Aquela boneca da cara pintada,
o cabelo loiro,
a boca vermelha,
os olhos azuis...


Perdi alguns livros.

Uns de poesia,
cheios de mensagens,
cheios de inocência,
com florzinhas secas e papéis de bala.


E fotografias. Cartas perfumadas.


Mas, pior que tudo: eu me perdi de mim.




foto: empty box, web

sábado, 20 de novembro de 2010

DIGO NÃO


Já eu, me dano:
eu digo não ao medo
(eu ergo o dedo)
à sanha do gambé

Um não à plasta amorfa,
à folha amarfanhada,
à grana do cartel,
à grana do bordel

Não,
não à morte matada
(o cento e vinte e um)
ao roubo,
o estelionato,
e às manhas do pedófilo

à miséria,
(a fome)
essa uma, a messalina,
que nos pariu a todos, ao soldado e a mim.


também publicado no blog cabeça MIRADA ANTERIOR

GARATUJAS



Essas sombras
que desenham
garatujas sobre a mesa,

quando o veneno das taças chega ao fim


silenciosas sobre o linho da toalha
quase anulam o sorriso imaginário


um poema doentio jaz inédito

e trivial

no guardanapo de papel.
( Postado no blog cabeça MIRADA ANTERIOR )

sexta-feira, 19 de novembro de 2010

GAIOLA




Tem um cara aqui no prédio
um imoral
que cria um canário preso
numa gaiola.

O pobre bichinho preso
na gaiolinha
canta, canta e canta
o dia inteiro.

O pobre pássaro preso
numa cadeia
canta principalmente
no fim do dia.

Quando os outros passarinhos
em liberdade
despedem-se uns dos outros
voltando ao ninho.

O pobre canário preso
na gaiolinha
canta, canta e mais canta
ou será que chora?

foto: Origami

sábado, 6 de novembro de 2010

VOCÊ MUDOU


Você mudou...
Mudaram coisas
importantes
em você, que eu adorava.

O tom da voz,
a entonação,
e aquele jeito de sorrir fechando os olhos.

Você mudou,
envelheceu
e o cabelo começou a branquear.

Mas, porém, contudo e todavia...

Ficou o jeito
autoritário
e insuportável de olhar dentro da gente.

E aquela força
irresistível
que me arrasta para o centro.
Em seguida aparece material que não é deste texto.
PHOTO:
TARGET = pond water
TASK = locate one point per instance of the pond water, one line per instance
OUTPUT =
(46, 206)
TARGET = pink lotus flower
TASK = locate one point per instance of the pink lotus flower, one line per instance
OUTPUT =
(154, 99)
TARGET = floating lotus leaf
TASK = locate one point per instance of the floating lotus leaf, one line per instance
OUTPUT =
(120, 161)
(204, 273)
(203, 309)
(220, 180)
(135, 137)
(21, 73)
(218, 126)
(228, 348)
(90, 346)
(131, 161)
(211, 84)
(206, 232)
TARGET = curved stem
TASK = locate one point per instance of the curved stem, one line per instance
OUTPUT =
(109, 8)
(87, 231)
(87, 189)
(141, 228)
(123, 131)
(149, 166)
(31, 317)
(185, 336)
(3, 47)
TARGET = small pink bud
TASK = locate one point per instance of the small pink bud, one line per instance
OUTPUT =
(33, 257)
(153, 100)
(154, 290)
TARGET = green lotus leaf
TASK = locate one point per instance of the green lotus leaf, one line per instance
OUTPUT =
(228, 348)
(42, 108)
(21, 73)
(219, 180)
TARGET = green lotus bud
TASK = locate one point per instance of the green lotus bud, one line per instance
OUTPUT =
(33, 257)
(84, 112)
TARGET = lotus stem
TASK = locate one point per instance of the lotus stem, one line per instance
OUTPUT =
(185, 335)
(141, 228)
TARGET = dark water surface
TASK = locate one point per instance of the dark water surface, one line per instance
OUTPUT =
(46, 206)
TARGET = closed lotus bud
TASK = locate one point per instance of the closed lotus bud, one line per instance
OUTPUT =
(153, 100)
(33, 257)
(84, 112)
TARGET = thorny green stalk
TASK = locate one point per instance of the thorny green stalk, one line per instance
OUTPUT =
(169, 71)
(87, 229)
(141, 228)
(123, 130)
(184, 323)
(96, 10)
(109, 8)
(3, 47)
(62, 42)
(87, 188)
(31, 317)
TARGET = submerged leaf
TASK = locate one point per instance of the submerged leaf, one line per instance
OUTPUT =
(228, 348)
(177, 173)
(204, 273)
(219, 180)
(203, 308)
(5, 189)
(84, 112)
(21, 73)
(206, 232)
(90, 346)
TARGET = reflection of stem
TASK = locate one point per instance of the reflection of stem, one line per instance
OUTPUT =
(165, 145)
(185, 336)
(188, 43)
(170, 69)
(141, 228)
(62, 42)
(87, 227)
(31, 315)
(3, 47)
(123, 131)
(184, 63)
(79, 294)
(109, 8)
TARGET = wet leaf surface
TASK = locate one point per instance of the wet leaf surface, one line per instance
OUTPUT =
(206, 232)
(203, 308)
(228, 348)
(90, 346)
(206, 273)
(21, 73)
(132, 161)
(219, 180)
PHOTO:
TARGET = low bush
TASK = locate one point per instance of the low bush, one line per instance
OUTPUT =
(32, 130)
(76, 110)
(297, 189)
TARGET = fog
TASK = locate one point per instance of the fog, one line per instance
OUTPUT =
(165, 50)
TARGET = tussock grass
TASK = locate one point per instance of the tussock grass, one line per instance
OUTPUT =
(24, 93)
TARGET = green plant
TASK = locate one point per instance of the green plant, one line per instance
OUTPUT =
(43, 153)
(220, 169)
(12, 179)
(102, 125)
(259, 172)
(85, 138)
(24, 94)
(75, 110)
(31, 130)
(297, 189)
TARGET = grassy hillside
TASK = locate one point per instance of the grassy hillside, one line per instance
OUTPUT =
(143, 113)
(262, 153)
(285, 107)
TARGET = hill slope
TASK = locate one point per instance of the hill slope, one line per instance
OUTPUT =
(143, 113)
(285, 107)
Essa ficou.
foto: web

TOMA-LÁ-DÁ-CÁ






Ai, ai, ai,
quem me dera
enveredar de vez
numa paixão daquelas.

Que
fazem da pessoa
um exemplo ao contrário,
um molde a não seguir.

Uma paixão daquelas
que entra
e que se instala no teu subterrâneo
e manda o resto às favas.

Sem usos,
nem costumes,
sem decoro mofado,
nem as teias de aranha das vias regulares.

Ai, ai, ai,
quem me dera
um toma-lá-dá-cá
um toma-cá-dá-lá...

domingo, 24 de outubro de 2010

NO METRÔ


Faz quinze minutos
que nos encontramos
dentro do metrô.
(a vitrine móvel de tipos faceiros)

Eu não te conheço,
não sei teus espinhos
nem tuas delícias...

(caixa de surpresas, isso é o que tu és)

Tu não me conheces,
não sabes meus medos
nem as minhas fugas...

(ó porta sem chave que existe em mim).